Смолчал староста. И опять же с достоинством смолчал, не склонив головы.
— Отведите его к Стрельцову, пусть разберется, — приказал Зыбин.
Уже вышли было, когда комиссар крикнул:
— Эй, минутку! Если ты такая важная птица — хозяин района, можешь накормить людей?
— Могу.
Нет, этот предатель положительно чем-то нравился комиссару. То ли привлекательной внешностью, умными глазами, то ли спокойствием и достоинством, с каким держался.
— Нас много. Чем располагаешь?
— Видел, что много. Муки мешков пять могу, пшена, гречки, одного быка… Только при условии, что дадите расписку.
«Что за чертовщина? шутит он или затеял что-то?» — это не сказал, только подумал полковник. А сказал резко:
— Условия буду ставить я! Понял?.. Где все это добро?
— В лесу. Только без меня не найдете.
— А-а, — недоверчиво протянул полковник и обернулся к постовому: — Проводите во двор, а ко мне срочно Стрельцова и Павлова.
И вот он уже их инструктирует:
— Скорее всего ловушка, Стрельцов. Смотри не попадись. Не поддавайся на пчелкин медок, у нее и жальце есть. А ты, — обернулся к Павлову, — пошуруй хорошенько, разузнай, что за зверь. Что жители о нем говорят.

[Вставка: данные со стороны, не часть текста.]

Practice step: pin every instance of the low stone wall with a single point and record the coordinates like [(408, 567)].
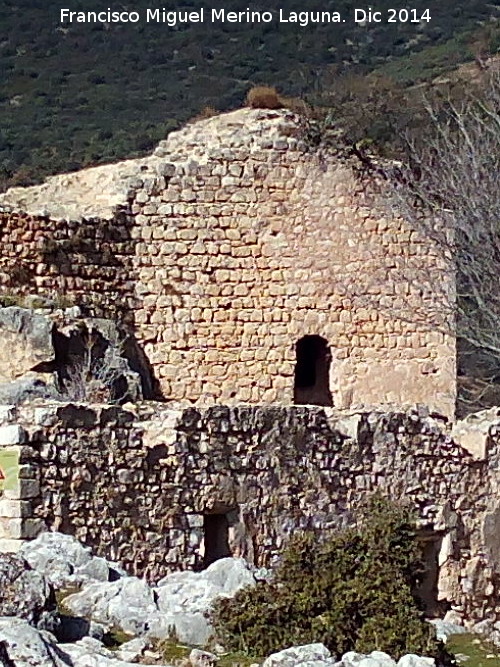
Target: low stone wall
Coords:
[(160, 489)]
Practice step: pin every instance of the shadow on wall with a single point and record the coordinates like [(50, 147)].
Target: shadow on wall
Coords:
[(312, 372)]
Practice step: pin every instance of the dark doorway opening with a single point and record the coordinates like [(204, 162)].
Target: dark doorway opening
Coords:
[(427, 592), (216, 534), (312, 371)]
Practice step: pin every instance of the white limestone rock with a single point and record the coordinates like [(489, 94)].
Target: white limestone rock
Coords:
[(27, 646), (411, 660), (128, 604), (297, 655), (183, 598), (64, 561), (445, 629)]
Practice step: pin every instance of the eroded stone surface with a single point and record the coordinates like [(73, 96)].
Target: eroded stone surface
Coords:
[(225, 248)]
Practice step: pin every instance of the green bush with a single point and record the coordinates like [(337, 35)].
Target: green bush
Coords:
[(353, 591)]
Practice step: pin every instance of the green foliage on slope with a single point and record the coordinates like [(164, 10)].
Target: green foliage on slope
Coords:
[(353, 591), (80, 94)]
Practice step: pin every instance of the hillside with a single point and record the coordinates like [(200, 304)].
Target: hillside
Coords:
[(79, 94)]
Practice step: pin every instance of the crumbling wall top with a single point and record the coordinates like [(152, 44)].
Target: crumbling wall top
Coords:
[(97, 192)]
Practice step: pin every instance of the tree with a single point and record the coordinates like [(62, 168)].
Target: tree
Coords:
[(449, 189)]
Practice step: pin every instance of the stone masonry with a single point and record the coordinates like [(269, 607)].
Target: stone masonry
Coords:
[(228, 246), (159, 489)]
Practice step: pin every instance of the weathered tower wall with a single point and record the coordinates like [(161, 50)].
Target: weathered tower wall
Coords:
[(229, 245)]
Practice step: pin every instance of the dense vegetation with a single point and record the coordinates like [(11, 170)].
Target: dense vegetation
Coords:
[(80, 94), (354, 591)]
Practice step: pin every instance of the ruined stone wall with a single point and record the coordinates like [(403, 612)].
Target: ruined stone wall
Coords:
[(236, 240), (169, 489), (72, 262)]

Вскоре из глубокой лощины, густо заросшей деревьями и кустарником, где, кажется, не ступала нога человека, люди Стрельцова вели быка и тащили тяжелые мешки.
Его доклад командиру был для Зыбина неожиданностью. Не верилось, что все так просто. Не поколебал его сомнений и Павлов, доложивший, что ни один житель ничего плохого о старосте не сказал. Тем не менее полковник приказал отправить его под арест.
Когда люди разошлись и остались только командир с комиссаром, Бойченко решительно запротестовал. Как же так, человек добровольно явился, сам предложил продуктов дать, люди хорошо о нем говорят — и под арест.
— А как же ты думал! — рассердился Зыбин. — Бросил нам кость, правда жирную, чтоб надежнее шкуру свою спасти.
— Зачем же Павлова посылал? — прицелился на него взглядом комиссар.
— А что Павлов? Люди напуганы и запуганы, понимают — мы уйдем, а его уберем или нет, не знают. Вот и боятся против него слово сказать. Нет, зря бургомистрами немцы не назначают. А этот — ты ведь тоже доклад Павлова слышал — еще когда из партии был исключен.
— Благородно поступаешь, командир, — с издевкой сказал Бойченко, — с умом действуешь. Продукты взяли, толку от него больше нет, можно и под арест… А перед уходом и шлепнуть на всякий случай — для спокойствия.
— Шлепнуть не шлепнуть, а торопиться выпускать не будем. К утру, может, цену какую за свою шкуру предложит… Утро вечера, как говорится… Давай спать. Зря шлепать не станем, чего ты взъелся.
Около часу ночи постовой разбудил полковника:
— Товарищ командир! Арестованный просится, говорит, наиважнейшее неотложное дело.
Зыбин сел, потянулся за папиросой, встряхнул головой, сбрасывая остатки сонных бактерий.
— Веди, черт с ним.
Еще с порога Панченко сказал:
— Дело у меня важное, неотложное, но говорить могу только с глазу на глаз.
Полковник взглянул на постового, и тот вышел.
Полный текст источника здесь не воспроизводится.